16 Lect 16: Cancellation (contd)

16.1 Interrupts and IO

  • Sockets have timeout
    • poll when timed out

16.2 Resource revocation (Java)

  • forcefully close resource

16.2.1 Java.nio

  • close() provided in Java.nio
  • no interrupt on write

16.3 C++ thread cancellation

  • no support
  • use Boost
  • can be implemented using Java.socket like timeout
    • Refer: C++ concurrency in action: Practical Multithreading

16.4 Timed Waiting

16.4.1 Java

if (B,T) s
// B: if condition is true
// T: wait for T timeout
// execute s

16.4.2 C++

wait_for(lock, duration);
wait_until(lock, time_point);
  • slide 15: what happens after we go into wait until and then done is true

16.5 Semaphores

16.5.1 P and V

nat s; //s >= 0
P(): <await (s > 0) s-->
V(): <s++>
  1. Chunk P/V
    • useful in reader/writer
      • n readers allowed => writer requires n

16.5.2 Split binary semaphore

  • producer consumer- 2 semaphore, empty and full
    • gives signaling like effect

17 Lect 17: Split Binary Semaphore

  • singaling on semaphores are sequencial

17.1 Passing the baton

  • only one thread does (slide 59)

18 Mid Exam 1 Notes:

18.1 Java memory model allows assignments to be reordered.

//thread 0
int x = ...
Boolean done = true;

//thread 1
if (done) {
//do something with x
}

Here declare x as volatile This is also the reason for problem in double checking idiom. Due to assignment re-ordering, the constructed object can reflect as non NULL before construction is finished.

18.2 Deadlocks

If a thread acquires >= 2 locks, think of deadlock. Two ways of dealing with deadlocks:

  1. Avoidance: order them so that without first locking 'A', should not lock 'B'. In java, we can use System.identityHashCode to get unique value from totally ordered set.
  2. Dealing with deadlock: use tryLock, which uses timeout to tell locking failed. Then re-try, with:
    1. certain timeout
    2. exponential back off
    3. random delay
    4. 0 delay

18.3 Safe publication:

  1. mark variable as static
  2. mark as volatile
  3. refer from concurrent data structure, such as ConcurrentQueue etc.
  4. keep atomic reference.

18.4 wait, notify

  • obj.wait() only releases one lock, if it is nested inside multiple locks, this will release only 1 (outer ones are still acquired).

18.5 Passing the baton:

  • #guards = conditions to be satisfied
  • guards are conditions, thus multiple invariant expression can form a single guard. Ex: in reader/writer, nr == 0 ^ nw == 0 denotes safe for writer.
  • be careful of the initial state of semaphores

18.5.1 How multiple readers access is implemented

The SIGNAL is executed after startReading as well as endReading. Thus after a reading thread awakens, it can signal other reading thread.

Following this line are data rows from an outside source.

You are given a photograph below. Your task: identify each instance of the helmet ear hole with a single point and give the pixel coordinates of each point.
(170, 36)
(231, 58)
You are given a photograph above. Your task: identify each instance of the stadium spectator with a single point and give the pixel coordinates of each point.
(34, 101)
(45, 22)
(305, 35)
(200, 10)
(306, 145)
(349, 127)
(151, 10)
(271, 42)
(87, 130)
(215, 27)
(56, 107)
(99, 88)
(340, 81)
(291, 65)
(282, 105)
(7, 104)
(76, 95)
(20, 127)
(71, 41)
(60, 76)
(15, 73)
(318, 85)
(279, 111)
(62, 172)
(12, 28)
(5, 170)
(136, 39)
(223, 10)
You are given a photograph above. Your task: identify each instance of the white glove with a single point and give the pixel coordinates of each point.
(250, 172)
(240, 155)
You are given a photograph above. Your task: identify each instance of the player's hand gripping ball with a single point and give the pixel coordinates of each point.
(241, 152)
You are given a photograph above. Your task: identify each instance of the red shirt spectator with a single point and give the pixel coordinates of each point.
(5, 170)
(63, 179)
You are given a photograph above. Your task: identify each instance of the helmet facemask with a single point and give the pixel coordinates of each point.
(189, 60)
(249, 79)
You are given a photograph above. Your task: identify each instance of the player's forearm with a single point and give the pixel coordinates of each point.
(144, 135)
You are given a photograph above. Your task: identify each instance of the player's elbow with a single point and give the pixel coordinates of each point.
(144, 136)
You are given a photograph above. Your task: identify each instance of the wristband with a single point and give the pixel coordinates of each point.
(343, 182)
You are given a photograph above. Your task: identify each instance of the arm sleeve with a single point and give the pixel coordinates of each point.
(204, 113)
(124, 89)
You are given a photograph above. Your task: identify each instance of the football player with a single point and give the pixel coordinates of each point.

  • which in turn can cause starvation for writing thread
    • in startRead, check if no writer and no writer pending.

18.6 Callable v/s Runnable

A Runnable, does not return a result and cannot throw a checked exception.

18.7 ReentrantLock v/s synchronized

  • ReentrantLock provides timed lock waits, interruptible lock waits, non-block-structured locks, multiple condition variables and lock polling
  • ReentrantLock can give conditional locking.

18.8 getAndSet()

  • getAndSet() creates a lot more traffic on message bus than get(). Thus it is better to test by get() before spinning on getAndSet(). getAndSet() invalidates the cache, thus substantial performance penalty.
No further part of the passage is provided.